Interestingly, when we talk about neurology and the differential diagnosis, there she is someone who suffers from migraine headaches, and is on amitriptyline for prophylaxis for migraines since 11th grade. But importantly, she’s never had any history of antidepressant-induced mania, and the mania symptoms actually were preceding the prescription of the amitriptyline. But it is another important factor to consider in her history as you're piecing it together.
And this is exactly what we did with MT. So just to give you a sense of it, we did a screening questionnaire, the typical ones used in pediatric clinics or general practitioner clinics are the PHQ-9 that can be done in the waiting room, it's kind of now ubiquitously used for screening for depression. So people screen in to have moderate levels of depression all the time. But what about screening for mania? That, you know, is again, triggered by an index of suspicion and some of the symptoms that kind of corroborate a potential mania history, but every patient could be rapidly evaluated for mania symptoms, just by asking a few questions related to the onset of their depressive symptoms. For example, younger age of onset of depression is a risk factor. Family history, though not as strongly linked, can potentially be a factor. But there are a number of other cardinal symptoms that are very obvious to screen for that can potentially also allow you to then ask about DIGFAST symptoms. So we did a screening followed by a semi-structured interview, and then we did some severity ratings based on dimensional severity of both depression and mania.

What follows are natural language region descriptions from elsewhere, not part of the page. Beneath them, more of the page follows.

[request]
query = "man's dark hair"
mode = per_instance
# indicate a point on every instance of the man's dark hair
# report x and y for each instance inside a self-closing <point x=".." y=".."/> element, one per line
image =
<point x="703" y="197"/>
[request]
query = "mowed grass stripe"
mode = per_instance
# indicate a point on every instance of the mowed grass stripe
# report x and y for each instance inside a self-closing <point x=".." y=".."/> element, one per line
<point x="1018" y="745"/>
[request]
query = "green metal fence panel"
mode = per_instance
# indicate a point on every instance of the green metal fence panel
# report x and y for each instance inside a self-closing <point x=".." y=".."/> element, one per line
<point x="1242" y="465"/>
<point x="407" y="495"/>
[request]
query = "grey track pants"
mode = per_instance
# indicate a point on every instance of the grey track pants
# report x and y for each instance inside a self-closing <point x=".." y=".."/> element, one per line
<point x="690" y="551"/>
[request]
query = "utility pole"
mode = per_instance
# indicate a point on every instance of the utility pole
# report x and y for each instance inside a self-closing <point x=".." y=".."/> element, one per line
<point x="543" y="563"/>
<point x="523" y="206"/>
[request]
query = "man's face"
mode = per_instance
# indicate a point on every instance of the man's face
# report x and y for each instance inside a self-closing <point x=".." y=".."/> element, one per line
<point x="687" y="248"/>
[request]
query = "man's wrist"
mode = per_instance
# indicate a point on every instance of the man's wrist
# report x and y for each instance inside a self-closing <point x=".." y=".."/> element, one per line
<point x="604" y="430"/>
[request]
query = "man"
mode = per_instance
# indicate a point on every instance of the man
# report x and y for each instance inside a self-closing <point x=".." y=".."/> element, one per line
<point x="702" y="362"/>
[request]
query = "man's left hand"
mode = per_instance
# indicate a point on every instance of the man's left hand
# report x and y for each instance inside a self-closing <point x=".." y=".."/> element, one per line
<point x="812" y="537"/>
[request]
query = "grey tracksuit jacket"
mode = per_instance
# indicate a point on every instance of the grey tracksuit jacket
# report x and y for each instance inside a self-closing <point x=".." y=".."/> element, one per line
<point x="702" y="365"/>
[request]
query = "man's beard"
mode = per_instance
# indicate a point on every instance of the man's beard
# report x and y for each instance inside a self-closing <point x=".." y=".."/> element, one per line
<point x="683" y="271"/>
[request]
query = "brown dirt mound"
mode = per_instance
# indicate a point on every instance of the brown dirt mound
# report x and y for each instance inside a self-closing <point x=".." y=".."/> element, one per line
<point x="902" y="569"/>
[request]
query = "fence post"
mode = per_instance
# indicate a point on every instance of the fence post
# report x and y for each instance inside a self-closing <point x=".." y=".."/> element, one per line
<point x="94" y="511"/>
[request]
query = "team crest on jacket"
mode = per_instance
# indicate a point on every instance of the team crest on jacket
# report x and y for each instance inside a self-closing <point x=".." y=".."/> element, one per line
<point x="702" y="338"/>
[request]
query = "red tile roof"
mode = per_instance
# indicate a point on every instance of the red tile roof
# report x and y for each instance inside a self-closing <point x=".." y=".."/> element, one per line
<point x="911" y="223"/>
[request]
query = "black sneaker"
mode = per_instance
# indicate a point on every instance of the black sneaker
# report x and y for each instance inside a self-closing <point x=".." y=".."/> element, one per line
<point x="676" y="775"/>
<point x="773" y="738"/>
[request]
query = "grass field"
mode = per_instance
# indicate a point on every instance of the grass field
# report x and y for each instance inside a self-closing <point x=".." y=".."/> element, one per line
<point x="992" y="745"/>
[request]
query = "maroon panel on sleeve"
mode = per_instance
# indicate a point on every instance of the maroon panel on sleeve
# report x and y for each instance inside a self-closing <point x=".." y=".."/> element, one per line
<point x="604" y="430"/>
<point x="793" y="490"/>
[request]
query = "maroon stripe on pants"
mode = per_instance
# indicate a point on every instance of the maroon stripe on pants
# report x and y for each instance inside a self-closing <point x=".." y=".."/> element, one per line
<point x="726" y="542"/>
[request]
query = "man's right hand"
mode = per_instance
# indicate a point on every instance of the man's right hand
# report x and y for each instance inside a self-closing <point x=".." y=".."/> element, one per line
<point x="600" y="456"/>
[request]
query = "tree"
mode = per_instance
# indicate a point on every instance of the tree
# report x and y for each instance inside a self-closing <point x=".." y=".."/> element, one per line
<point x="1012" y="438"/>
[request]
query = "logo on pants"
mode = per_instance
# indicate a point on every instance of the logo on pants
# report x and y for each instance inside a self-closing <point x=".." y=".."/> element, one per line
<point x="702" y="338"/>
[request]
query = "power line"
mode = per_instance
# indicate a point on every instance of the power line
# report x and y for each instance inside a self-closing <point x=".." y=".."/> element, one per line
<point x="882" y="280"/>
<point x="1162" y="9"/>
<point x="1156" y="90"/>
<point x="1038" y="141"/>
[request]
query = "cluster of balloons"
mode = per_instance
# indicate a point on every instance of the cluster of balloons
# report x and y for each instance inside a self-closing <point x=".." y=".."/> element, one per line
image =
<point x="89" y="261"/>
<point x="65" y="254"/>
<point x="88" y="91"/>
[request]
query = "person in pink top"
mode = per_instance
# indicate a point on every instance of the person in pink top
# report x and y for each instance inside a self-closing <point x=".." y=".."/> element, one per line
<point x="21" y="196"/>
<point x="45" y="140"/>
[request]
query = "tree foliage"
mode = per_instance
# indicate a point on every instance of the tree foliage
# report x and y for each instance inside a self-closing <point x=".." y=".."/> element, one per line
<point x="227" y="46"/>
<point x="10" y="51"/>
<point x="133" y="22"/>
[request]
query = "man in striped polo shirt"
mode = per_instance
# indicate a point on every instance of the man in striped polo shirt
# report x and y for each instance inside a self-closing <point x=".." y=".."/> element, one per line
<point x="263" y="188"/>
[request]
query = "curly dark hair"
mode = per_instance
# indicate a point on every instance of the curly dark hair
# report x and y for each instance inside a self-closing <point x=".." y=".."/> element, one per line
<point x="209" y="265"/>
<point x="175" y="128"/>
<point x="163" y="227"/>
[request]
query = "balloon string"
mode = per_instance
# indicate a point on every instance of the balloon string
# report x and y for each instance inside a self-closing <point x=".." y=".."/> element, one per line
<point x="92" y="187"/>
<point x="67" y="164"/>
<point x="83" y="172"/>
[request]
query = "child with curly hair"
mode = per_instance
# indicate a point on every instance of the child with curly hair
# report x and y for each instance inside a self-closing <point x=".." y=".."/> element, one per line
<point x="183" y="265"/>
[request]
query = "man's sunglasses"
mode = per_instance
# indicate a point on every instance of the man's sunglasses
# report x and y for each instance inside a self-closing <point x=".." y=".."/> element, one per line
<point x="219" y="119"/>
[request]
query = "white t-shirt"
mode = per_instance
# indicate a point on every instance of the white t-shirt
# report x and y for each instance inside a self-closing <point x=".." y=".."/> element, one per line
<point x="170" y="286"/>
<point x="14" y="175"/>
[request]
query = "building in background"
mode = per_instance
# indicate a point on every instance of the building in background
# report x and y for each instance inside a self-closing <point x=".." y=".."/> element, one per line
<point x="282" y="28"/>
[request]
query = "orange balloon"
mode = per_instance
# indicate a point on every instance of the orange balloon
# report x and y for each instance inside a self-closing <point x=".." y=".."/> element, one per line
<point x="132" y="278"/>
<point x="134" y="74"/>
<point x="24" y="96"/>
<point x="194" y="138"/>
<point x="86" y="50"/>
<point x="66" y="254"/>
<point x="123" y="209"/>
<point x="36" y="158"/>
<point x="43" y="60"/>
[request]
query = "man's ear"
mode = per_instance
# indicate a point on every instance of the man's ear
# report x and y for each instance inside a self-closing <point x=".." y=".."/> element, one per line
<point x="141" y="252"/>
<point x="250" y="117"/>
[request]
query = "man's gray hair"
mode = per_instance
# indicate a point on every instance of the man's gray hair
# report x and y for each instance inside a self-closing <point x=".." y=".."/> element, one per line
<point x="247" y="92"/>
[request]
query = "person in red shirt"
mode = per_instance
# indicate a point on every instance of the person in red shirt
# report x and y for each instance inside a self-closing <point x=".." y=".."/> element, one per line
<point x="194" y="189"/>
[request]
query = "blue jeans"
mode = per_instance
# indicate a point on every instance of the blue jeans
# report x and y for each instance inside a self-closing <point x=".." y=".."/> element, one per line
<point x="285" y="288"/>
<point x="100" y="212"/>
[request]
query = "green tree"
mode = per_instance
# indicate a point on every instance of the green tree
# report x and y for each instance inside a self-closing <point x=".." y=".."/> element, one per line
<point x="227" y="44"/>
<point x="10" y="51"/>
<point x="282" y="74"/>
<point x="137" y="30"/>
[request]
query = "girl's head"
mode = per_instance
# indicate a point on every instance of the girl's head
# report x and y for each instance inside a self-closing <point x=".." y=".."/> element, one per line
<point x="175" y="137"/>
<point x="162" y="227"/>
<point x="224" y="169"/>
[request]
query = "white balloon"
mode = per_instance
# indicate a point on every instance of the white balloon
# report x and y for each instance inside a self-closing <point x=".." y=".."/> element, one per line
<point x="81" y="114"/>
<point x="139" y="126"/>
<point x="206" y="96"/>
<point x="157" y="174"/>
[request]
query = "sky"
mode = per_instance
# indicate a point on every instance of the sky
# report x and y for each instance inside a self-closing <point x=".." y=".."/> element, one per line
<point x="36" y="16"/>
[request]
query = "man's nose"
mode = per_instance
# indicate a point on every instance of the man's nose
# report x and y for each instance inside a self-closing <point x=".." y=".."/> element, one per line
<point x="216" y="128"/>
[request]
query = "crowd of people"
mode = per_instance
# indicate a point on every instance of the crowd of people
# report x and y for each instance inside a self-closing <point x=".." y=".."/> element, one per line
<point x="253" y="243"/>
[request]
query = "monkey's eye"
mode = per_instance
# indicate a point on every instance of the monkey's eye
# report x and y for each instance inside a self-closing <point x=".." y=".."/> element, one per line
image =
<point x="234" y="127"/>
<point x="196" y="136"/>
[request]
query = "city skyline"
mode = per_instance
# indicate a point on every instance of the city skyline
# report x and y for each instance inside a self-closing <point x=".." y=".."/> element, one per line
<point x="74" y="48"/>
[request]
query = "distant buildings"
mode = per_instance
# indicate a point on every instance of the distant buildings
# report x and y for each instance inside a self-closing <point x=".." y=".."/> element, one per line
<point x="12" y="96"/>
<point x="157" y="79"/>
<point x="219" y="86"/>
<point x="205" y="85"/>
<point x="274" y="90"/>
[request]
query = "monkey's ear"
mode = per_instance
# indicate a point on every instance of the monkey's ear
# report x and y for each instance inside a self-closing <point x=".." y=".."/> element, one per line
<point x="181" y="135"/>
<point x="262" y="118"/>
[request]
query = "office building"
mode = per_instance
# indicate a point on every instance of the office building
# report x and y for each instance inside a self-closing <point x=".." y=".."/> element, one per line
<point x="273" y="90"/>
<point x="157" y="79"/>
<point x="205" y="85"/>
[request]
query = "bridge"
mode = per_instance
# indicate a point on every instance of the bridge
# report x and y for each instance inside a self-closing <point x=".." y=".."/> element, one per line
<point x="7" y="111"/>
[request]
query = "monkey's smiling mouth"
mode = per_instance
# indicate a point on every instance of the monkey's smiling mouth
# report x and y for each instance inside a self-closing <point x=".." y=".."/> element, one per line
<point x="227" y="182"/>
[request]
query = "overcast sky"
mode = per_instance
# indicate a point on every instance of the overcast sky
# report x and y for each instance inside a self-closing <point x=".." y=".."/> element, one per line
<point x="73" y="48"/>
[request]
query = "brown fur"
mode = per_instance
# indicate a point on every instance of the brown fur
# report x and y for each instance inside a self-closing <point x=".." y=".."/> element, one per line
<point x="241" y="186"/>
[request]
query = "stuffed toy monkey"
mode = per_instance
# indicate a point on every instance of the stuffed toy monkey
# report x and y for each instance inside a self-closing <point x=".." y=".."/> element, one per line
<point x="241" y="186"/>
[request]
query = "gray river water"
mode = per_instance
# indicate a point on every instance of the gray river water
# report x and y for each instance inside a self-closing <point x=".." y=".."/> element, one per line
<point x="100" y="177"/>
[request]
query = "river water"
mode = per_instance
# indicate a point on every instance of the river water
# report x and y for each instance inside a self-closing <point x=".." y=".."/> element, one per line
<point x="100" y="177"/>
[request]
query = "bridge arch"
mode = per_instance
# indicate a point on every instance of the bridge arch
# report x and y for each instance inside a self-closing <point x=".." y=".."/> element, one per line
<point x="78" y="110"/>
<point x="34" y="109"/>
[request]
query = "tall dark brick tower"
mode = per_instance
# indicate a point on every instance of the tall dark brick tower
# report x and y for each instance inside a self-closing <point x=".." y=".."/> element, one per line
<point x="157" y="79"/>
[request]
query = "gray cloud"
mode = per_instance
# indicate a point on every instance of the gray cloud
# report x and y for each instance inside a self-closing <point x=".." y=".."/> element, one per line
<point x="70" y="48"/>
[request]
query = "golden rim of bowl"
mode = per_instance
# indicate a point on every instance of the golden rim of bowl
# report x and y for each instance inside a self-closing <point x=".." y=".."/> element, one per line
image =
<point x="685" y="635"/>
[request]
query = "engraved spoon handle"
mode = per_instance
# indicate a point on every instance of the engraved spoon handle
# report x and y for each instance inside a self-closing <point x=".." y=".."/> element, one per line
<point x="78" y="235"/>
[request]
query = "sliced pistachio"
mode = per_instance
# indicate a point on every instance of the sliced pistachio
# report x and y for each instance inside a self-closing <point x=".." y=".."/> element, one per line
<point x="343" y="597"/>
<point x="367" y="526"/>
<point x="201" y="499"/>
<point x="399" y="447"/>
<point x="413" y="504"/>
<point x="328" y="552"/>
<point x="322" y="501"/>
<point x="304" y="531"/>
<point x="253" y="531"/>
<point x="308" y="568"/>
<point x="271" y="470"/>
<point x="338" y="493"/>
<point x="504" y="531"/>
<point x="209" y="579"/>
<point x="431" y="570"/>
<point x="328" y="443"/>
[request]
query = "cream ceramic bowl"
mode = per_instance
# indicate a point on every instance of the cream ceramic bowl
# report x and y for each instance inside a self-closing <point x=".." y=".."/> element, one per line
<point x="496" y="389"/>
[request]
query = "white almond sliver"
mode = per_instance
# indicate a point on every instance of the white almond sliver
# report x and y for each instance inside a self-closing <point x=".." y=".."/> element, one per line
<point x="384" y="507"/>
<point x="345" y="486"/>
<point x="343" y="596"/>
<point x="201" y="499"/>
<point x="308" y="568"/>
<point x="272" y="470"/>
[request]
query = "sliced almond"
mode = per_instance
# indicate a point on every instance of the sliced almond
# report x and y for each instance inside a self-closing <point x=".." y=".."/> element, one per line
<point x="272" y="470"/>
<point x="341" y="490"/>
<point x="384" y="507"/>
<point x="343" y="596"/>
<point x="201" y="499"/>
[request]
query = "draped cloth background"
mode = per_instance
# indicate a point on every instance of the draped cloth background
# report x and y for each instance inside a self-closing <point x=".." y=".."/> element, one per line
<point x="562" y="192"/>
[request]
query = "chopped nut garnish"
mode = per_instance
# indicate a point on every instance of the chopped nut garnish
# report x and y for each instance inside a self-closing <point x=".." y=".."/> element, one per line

And then what we did was we reviewed the timing of the episodes because in order for you to make a diagnosis, it's not just important to have the symptoms, but you need to have the meet-the-time criteria, 1 week for mania, 2 weeks for depression, and understand what happens in between episodes. When several episodes are endorsed at the same time, it's very important to understand if there are overlapping mixed states because that can have an impact both on what you decide to do clinically from a treatment perspective, but also how you understand the nature of the condition. And it's true that over the course of the patient's history, you're going to find that younger kids are going to have more prevalence of mixed states and symptoms of mixed features than adults and older adults do, where maybe depression is more of the predominating episode. And so, this makes it even perhaps a little bit more likely for you to find a mania in a younger patient compared to an older one.